KaOS Live distro with KDE5

Revamped

© Lead Image © Sebastian Duda, 123RF.com

© Lead Image © Sebastian Duda, 123RF.com

Article from Issue 178/2015
Author(s):

The KaOS Live distro implements new KDE features faster than anyone else, so it is an excellent model for illustrating the state of the KDE desktop environment.

In the future, if someone asks which desktop environment you use, and you say "KDE5," you might receive a look of surprise. That's because in the future, the KDE project will develop Plasma 5, KDE Frameworks 5, and KDE Applications 5 independently, and the results will not appear as a single package. In other words, you won't see a combined release date and a standalone component with the name KDE followed by a version number. Of course, that doesn't stop individual Linux projects from putting the pieces together. Various projects and distributions have been releasing next-generation KDE test images for some time now.

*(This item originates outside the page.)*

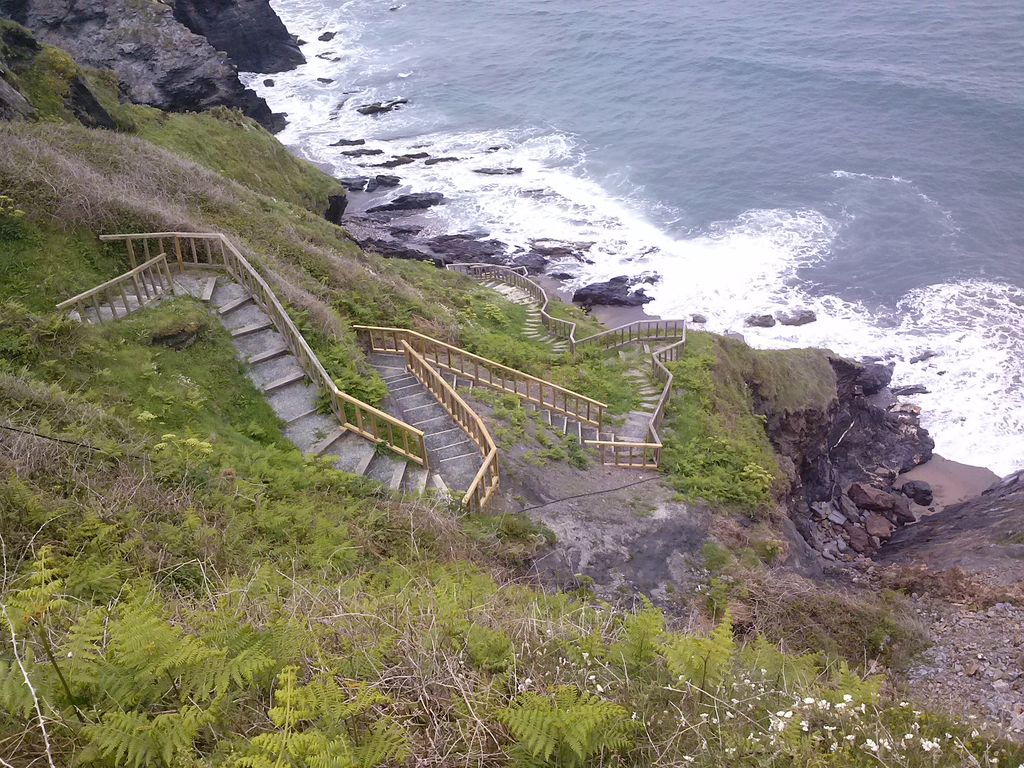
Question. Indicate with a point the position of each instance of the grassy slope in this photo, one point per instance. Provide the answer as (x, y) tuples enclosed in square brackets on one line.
[(179, 574)]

The KaOS project [1] has boldly pushed forward in an attempt to keep pace, and it has a reputation for faithfully following the latest KDE developments. KaOS has taken this loyalty a step further than any other distribution and has already migrated more than 150 applications from the KDE applications pool to Qt5, completing the rebuild before most of these applications have announced their own official Qt5 versions. The familiar apps updated for Qt5 include Dolphin, digiKam, Kipi-Plugins, Kdenlive, Marble, Ark, kMix, KDE Telepathy, KGet, Quassel, and Kompare. The underpinnings come courtesy of Plasma 5.7, Frameworks 5.2.1, and other components of the KDE environment.

Inside KaOS

KaOS is designed as a rolling release with basic components that include the 3.18.7 kernel, systemd 218, Xorg server 1.16.4, Mesa 10.4.5, Glibc 2.20, GCC 4.9.2, and Python 3.4.2. Deviating from the default Breeze theme, KaOS relies on the Midna theme in light and dark variants. If needed, you can change back to Breeze in the system settings (Figure 1). KaOS is only available for the 64-bit platform; although it borrows components from Arch, such as the Pacman package manager, it is otherwise a new development.